A arguida impugnou judicialmente tal decisão da autoridade administrativa, dela interpondo recurso para o Tribunal do Trabalho de Lisboa, que confirmou aquela decisão.
Com tal juízo se não conformou a arguida, interpondo recurso para esta instância, cuja motivação concluiu assim: I- A Recorrente foi acusada, e posteriormente condenada, na qualidade de entidade executante, pela pretensa violação da obrigação estabelecida na primeira parte do n° 3 do art. 24º do D.L. 273/2003, de 29 de Outubro. II- A Arguida não tinha obrigação de comunicar o acidente de trabalho sofrido por (D), no dia 11 de Novembro de 2004. III- O trabalhador sinistrado não sofreu, em consequência do acidente, qualquer lesão grave. IV- A circunstância de o sinistrado ter sido internado com o diagnóstico de politraumatismos diversos, não qualifica a lesão sofrida por si como grave. V- A autoridade administrativa qualifica a lesão sofrida pelo trabalhador, como grave, com base no transporte do sinistrado para o Hospital de São José, no diagnóstico do internamento de politraumatismos diversos e no período do internamento, o que é ilegal. VI-A Arguida, no prazo de 24 horas, após o acidente, não teve acesso, nem podia ter, face ao sigilo médico, ao diagnóstico de internamento no Hospital de São José, em Lisboa, nem poderia antever que período de incapacidade temporária do trabalhador, se iria verificar até 21 de Fevereiro de 2005. VII-O Tribunal "a quo" e bem, entendeu, que nem o transporte para o Hospital, nem o período de intemamento, podem fundamentar a qualificação da lesão como grave. VIII- O D.L. 273/2003, e a demais legislação em matéria de Higiene, Segurança e Saúde no Trabalho, não definem o conceito de lesão grave. IX- Face à ausência de definição de lesão grave no D.L. 273/2003, a decisão recorrida devia ter aplicado analogicamente o conceito do art. 144º do Código Penal - Ofensa à integridade fisica grave. X- A decisão recorrida violou o disposto nos arts. 24°, n° 1 e n° 3, 1 a parte do D.L. 273/2004 e no art. 144° do Código Penal.
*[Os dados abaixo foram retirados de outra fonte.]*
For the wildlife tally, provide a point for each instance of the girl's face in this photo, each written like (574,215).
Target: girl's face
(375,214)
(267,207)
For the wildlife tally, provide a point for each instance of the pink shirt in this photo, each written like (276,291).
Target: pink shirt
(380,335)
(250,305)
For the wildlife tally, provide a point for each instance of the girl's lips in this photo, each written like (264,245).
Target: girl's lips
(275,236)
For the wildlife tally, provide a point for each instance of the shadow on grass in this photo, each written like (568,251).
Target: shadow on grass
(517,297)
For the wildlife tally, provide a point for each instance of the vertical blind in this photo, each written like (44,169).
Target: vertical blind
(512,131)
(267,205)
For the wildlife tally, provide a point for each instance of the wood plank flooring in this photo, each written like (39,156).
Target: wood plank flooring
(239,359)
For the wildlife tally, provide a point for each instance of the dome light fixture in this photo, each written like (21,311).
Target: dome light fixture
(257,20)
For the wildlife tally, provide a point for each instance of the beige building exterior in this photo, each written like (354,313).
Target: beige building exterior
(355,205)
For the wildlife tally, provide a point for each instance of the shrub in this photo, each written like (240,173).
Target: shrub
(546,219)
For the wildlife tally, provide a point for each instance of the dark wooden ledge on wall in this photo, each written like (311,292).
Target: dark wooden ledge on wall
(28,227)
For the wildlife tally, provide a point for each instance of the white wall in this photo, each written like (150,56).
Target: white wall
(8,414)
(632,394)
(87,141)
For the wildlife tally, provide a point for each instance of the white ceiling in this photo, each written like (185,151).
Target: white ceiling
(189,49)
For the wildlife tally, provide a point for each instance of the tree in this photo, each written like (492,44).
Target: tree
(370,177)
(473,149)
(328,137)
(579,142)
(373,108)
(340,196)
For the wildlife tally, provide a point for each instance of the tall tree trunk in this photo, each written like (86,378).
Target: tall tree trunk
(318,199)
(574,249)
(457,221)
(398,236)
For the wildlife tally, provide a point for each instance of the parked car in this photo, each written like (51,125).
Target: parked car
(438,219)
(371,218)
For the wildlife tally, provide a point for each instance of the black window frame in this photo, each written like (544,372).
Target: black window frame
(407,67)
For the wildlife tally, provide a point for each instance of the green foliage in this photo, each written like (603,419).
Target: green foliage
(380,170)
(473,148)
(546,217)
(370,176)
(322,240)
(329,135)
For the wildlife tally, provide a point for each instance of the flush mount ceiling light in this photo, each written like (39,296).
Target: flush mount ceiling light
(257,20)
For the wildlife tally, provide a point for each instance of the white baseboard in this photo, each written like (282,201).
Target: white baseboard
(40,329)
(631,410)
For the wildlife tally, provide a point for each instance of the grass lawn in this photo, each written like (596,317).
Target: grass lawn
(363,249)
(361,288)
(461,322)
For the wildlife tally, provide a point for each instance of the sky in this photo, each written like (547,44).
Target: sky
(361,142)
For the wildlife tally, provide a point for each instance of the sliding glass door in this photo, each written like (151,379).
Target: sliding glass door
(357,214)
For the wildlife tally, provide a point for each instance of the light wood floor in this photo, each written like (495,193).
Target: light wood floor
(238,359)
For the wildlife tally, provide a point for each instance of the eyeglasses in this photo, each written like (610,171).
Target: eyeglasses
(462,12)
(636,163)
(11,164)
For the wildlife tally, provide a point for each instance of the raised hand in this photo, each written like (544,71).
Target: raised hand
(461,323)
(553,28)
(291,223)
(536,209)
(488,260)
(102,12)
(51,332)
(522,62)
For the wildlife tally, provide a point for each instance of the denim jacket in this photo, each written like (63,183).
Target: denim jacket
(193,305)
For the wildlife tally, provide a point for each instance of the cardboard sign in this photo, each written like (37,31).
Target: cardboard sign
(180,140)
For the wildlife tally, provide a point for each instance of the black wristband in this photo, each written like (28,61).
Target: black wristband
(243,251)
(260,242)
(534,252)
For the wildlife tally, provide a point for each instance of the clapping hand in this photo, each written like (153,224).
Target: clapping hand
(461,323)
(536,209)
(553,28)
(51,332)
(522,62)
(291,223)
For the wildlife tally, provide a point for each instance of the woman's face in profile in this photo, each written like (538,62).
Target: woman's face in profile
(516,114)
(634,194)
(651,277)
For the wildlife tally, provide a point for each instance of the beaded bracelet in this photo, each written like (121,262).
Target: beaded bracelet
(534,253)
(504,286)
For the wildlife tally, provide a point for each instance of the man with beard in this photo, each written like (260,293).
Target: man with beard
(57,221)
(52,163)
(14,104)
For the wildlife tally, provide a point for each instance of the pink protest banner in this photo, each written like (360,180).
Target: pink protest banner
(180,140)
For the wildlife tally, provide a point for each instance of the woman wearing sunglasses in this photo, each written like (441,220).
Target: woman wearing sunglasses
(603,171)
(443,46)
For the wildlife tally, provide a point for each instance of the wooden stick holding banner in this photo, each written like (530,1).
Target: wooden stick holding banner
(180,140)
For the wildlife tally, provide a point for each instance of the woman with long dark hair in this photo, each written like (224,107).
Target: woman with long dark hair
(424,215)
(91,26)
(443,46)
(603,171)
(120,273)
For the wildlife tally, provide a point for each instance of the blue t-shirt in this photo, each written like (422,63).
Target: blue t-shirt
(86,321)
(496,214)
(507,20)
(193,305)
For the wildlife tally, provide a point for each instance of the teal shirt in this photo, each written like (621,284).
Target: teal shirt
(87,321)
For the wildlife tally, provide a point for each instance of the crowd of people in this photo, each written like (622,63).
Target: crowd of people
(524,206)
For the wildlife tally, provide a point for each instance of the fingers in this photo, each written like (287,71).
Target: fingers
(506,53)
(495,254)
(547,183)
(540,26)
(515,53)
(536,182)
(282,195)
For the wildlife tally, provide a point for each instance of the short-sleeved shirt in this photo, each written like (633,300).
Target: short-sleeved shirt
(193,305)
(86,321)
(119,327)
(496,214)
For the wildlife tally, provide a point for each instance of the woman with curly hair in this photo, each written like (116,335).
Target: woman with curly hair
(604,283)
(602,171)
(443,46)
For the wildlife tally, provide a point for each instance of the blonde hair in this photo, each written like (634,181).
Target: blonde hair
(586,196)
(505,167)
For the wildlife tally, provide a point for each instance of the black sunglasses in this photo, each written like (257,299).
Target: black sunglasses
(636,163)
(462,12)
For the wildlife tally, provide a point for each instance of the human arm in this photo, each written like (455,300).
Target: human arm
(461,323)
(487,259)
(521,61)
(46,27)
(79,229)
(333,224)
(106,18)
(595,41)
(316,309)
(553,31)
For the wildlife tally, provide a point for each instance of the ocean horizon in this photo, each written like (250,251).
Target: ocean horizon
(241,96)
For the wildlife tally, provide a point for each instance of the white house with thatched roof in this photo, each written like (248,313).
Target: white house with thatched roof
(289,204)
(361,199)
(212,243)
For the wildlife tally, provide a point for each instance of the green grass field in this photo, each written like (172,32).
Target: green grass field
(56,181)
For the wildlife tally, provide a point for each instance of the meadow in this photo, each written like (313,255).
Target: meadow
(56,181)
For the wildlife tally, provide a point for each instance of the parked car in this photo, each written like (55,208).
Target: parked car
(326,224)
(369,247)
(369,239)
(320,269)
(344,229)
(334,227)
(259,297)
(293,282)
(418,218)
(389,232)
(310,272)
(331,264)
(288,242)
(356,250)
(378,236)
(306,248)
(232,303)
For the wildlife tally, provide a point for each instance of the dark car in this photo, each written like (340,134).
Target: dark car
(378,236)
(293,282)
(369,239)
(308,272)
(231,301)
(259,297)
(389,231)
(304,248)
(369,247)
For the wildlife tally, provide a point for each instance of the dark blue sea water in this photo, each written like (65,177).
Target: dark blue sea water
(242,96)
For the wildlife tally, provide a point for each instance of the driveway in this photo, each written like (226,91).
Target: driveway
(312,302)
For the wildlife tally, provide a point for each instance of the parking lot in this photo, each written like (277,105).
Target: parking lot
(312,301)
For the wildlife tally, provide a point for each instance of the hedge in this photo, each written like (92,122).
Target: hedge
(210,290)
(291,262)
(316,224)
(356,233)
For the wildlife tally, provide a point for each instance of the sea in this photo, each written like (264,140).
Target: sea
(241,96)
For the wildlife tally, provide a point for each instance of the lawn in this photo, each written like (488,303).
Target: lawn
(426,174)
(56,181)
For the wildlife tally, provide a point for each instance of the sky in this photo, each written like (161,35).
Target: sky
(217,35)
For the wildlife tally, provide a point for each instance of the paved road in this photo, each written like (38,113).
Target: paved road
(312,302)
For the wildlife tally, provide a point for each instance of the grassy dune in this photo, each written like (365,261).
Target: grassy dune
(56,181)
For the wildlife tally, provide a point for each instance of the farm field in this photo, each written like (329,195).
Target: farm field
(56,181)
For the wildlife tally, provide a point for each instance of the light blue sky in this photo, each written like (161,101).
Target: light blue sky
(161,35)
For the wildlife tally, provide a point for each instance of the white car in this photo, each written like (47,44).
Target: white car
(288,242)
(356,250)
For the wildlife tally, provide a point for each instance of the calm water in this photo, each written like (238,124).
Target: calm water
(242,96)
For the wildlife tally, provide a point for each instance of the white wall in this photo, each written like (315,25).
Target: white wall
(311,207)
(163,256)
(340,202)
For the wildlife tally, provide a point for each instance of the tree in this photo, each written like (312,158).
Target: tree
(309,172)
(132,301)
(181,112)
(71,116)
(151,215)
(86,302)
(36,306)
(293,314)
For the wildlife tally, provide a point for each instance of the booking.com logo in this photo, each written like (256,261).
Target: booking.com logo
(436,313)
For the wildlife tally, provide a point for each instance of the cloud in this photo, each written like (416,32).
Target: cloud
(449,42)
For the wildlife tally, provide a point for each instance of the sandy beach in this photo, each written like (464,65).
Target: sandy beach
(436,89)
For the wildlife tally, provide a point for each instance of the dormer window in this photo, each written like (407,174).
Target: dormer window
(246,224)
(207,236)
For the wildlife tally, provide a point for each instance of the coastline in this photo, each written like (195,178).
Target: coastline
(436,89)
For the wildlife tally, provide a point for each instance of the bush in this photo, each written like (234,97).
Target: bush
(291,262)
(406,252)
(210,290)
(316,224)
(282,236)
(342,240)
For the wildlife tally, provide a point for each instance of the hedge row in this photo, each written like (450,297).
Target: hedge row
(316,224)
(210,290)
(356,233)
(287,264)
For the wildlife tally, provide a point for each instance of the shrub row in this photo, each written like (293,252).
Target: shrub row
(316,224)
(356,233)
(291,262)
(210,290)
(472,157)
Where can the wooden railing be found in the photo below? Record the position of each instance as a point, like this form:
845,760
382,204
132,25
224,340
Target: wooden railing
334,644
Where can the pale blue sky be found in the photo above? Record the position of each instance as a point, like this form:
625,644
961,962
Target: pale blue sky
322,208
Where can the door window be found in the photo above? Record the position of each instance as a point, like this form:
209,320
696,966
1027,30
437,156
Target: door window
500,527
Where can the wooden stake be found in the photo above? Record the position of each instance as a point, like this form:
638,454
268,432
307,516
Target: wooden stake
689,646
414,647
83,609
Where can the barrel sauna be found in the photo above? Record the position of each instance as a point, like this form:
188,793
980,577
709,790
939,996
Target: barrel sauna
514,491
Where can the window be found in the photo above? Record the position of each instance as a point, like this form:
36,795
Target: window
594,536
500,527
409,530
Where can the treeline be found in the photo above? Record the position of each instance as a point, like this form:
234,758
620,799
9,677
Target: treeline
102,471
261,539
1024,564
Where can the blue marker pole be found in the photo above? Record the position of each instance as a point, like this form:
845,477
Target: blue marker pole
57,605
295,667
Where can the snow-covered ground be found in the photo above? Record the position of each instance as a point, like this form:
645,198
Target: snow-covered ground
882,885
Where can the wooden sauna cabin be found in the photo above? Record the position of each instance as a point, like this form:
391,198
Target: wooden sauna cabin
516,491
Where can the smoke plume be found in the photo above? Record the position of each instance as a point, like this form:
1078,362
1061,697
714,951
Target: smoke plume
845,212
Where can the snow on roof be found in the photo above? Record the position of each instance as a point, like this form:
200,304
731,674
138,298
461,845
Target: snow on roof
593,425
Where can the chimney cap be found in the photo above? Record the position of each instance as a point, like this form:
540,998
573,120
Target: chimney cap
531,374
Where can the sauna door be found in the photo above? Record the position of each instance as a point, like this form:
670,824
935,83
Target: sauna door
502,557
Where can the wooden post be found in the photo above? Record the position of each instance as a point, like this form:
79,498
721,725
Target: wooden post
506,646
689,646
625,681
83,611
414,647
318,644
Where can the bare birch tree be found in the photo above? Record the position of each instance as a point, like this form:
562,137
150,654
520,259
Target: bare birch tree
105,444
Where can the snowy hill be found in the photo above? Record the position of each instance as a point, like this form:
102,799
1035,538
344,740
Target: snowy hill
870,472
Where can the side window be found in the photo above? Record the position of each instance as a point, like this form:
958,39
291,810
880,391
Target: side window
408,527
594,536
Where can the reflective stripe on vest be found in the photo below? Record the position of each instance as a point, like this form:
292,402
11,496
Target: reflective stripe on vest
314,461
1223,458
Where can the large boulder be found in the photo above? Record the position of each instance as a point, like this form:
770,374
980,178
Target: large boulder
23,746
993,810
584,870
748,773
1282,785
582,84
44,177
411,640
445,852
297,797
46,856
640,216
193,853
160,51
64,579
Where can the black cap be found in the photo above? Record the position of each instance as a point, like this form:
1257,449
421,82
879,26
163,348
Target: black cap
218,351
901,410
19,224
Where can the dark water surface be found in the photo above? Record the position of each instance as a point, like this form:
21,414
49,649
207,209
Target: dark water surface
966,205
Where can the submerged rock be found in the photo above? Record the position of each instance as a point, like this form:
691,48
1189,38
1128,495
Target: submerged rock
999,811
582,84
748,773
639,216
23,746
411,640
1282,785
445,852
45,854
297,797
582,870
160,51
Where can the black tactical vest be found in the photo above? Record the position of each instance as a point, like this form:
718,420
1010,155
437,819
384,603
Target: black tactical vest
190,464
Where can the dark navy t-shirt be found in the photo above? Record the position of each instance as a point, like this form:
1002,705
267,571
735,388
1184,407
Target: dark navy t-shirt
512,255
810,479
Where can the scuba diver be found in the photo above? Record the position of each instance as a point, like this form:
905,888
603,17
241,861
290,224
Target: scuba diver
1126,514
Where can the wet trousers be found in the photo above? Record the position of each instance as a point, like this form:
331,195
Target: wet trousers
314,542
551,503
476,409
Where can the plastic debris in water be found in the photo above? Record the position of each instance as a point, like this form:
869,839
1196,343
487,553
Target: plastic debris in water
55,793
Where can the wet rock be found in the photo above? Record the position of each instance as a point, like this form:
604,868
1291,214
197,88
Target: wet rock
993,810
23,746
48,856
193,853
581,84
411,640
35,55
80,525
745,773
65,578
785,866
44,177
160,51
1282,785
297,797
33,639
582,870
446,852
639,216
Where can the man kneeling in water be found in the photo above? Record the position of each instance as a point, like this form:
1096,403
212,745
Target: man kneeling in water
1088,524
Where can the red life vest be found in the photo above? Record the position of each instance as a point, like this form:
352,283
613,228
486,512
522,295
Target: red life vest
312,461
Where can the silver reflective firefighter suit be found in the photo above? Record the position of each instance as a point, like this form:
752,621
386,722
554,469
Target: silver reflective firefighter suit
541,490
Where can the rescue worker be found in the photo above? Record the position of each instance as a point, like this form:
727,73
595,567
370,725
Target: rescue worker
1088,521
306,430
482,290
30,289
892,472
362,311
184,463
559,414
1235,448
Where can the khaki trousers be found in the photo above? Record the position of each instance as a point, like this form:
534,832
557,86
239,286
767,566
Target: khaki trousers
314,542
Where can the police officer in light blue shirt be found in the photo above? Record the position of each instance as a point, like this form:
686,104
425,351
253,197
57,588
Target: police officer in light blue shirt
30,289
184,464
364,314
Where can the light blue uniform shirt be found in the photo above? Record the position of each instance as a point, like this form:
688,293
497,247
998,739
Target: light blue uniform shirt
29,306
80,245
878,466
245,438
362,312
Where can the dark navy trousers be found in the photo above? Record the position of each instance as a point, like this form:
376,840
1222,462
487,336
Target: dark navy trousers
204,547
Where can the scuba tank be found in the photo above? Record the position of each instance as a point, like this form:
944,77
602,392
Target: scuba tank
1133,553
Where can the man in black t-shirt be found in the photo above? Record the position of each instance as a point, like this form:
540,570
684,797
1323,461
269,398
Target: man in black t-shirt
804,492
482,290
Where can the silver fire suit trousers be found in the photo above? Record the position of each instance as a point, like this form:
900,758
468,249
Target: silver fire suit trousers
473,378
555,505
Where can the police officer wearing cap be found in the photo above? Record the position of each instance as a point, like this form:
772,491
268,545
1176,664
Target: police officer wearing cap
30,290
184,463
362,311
XI- A circunstância de o trabalhador ter sofrido politraumatismos diversos, também não qualifica a lesão como grave, à luz do disposto no art. 144° do Código Penal. XII- Dos autos não resulta provada qualquer lesão que possa ser integrada no conceito de Ofensa à integridade física grave.
Respondeu o MºPº, concluindo no sentido da infundada argumentação da recorrente, com a consequente manutenção do julgado.
Foram colhidos os vistos legais.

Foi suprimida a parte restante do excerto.